Mr. Orange has spoken openly about the concerns of Ward 5 in the days since its council member, Harry Thomas Jr., resigned in disgrace this month and pleaded guilty to stealing city funds.

Council Chairman Kwame R. Brown signed onto Mr. Orange’s bill, noting “the residents of Ward 5 have spoken loudly, that they don’t want every single facility in their ward,” Mr. Brown said.

The city’s Department of Health has rolled out its medical marijuana program in a steady and tightly regulated manner. It is entering the final phase of the application process before awarding up to 10 cultivation registrations and five dispensary registrations.

As it stands, the emergency legislation could prevent the city from awarding more than eight cultivation registrations, because all but a pair of applicants, one each in wards 7 and 8, have proposed sites in Ward 5.

Wavering stances from federal drug enforcement officials have put marijuana programs around the country on uncertain ground. The council’s action could make “a tenuous situation even more tenuous,” as Mr. Catania put it from the dais.

Mr. Catania signaled he would only support an emergency bill that prohibits any more medical marijuana facilities from entering Ward 5 than those that have received preliminary approval.

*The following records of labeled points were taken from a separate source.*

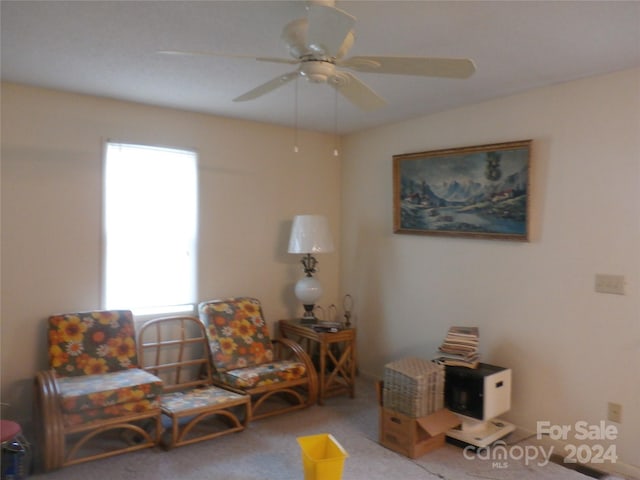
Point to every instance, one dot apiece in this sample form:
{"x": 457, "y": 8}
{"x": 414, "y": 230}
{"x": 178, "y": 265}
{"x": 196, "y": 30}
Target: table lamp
{"x": 309, "y": 235}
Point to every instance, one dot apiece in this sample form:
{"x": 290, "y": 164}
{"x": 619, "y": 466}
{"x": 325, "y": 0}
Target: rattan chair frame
{"x": 298, "y": 394}
{"x": 62, "y": 445}
{"x": 168, "y": 355}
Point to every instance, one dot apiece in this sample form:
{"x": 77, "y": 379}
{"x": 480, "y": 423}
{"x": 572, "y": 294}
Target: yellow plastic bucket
{"x": 322, "y": 457}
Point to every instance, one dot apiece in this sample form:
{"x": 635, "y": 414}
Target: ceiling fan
{"x": 318, "y": 45}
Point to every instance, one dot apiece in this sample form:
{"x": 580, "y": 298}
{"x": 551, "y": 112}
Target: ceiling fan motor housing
{"x": 318, "y": 71}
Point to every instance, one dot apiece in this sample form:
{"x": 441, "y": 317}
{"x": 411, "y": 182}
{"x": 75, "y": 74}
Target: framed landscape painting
{"x": 480, "y": 191}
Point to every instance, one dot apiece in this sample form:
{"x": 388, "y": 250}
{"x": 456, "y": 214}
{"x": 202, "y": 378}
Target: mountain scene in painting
{"x": 482, "y": 192}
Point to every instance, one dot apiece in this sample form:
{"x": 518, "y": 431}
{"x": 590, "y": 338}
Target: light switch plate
{"x": 610, "y": 283}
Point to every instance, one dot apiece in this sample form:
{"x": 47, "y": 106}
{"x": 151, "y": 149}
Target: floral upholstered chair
{"x": 177, "y": 350}
{"x": 246, "y": 358}
{"x": 94, "y": 386}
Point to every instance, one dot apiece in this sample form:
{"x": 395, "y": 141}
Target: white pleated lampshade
{"x": 310, "y": 234}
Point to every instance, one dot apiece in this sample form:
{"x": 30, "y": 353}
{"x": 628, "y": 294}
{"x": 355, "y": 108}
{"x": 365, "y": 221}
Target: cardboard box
{"x": 413, "y": 437}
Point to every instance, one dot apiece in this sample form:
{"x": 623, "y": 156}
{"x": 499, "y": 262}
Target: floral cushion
{"x": 111, "y": 411}
{"x": 238, "y": 334}
{"x": 92, "y": 342}
{"x": 177, "y": 402}
{"x": 264, "y": 374}
{"x": 89, "y": 392}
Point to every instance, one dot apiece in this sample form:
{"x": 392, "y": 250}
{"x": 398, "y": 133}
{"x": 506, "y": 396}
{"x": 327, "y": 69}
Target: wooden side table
{"x": 337, "y": 370}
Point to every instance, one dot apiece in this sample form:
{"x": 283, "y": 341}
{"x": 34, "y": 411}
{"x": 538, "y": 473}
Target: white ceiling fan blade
{"x": 328, "y": 29}
{"x": 422, "y": 66}
{"x": 267, "y": 87}
{"x": 226, "y": 55}
{"x": 357, "y": 92}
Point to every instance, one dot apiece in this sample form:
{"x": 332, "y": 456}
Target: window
{"x": 150, "y": 228}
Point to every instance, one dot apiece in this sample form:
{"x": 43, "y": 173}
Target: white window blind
{"x": 150, "y": 225}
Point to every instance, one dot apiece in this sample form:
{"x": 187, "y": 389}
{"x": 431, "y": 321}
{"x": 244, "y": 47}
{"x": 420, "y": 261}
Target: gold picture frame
{"x": 479, "y": 191}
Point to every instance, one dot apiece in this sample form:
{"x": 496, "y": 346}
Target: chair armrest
{"x": 303, "y": 357}
{"x": 49, "y": 421}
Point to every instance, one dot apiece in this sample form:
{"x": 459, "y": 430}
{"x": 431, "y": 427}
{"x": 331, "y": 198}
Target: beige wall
{"x": 251, "y": 186}
{"x": 571, "y": 350}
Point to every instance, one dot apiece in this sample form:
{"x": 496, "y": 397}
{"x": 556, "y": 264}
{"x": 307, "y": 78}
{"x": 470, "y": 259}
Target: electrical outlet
{"x": 614, "y": 412}
{"x": 610, "y": 284}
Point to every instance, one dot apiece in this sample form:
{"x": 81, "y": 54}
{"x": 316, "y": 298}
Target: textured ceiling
{"x": 109, "y": 48}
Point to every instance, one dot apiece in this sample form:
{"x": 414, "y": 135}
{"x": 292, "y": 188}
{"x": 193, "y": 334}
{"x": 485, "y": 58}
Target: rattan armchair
{"x": 277, "y": 373}
{"x": 94, "y": 402}
{"x": 176, "y": 349}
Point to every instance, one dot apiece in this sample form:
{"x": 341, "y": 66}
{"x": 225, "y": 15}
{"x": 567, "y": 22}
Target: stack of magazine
{"x": 460, "y": 347}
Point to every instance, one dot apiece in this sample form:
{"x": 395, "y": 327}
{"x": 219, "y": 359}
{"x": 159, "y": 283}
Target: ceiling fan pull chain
{"x": 295, "y": 118}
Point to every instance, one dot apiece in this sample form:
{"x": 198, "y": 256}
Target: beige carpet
{"x": 268, "y": 450}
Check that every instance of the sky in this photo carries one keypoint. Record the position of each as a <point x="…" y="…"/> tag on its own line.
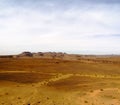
<point x="72" y="26"/>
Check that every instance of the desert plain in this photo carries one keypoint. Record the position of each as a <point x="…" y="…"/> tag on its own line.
<point x="60" y="80"/>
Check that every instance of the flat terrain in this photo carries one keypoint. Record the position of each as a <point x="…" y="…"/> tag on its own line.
<point x="37" y="81"/>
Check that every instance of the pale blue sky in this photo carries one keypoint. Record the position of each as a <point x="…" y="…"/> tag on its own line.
<point x="72" y="26"/>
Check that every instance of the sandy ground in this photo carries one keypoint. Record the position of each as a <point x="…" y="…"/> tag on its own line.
<point x="63" y="83"/>
<point x="12" y="93"/>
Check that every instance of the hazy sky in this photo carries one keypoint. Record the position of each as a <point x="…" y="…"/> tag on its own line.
<point x="73" y="26"/>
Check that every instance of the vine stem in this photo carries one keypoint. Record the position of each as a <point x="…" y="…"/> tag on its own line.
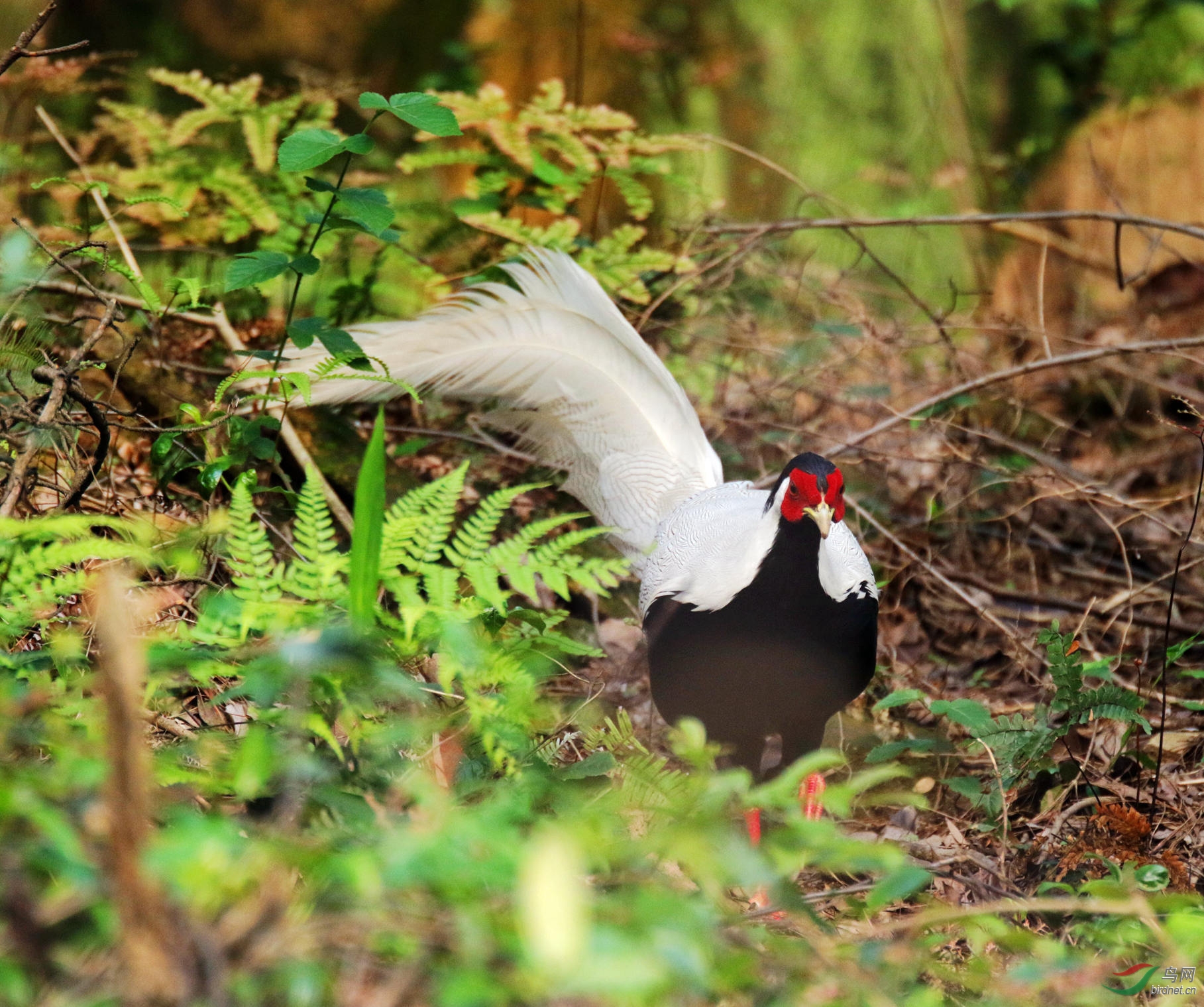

“There’s a balance that needs to take place,” Mr. Catania said. “And I tried to strike that balance today by saying we’ll accept those that have followed the process lawfully and we’ll then put the brakes on any additional ones.”

The emergency bill could have an averse effect on cultivation applicants waiting to see if their sites in Ward 5 are approved, as well as a number of dispensary applicants who will likely vie over just one allotted spot in the ward.

“It negatively impacts us because we were a de facto cooperative of five growers in one warehouse,” said Montgomery Blair Sibley, whose Medicinal Marijuana Cooperative of the District of Columbia and four sub-tenants are awaiting preliminary approval. “They can’t take our money and applications and a year of our time and then change the rules after the fact.”

Mr. Barry tried to restrict the number of registrations each company should receive under the program to one each, citing “fairness,” yet his measure failed.

Four of the seven applications that have been forwarded to the Advisory Neighborhoods Commissions for the cultivation of marijuana are from two companies, District Growers LLC and the Montel Williams-affiliated Abatin Wellness Center.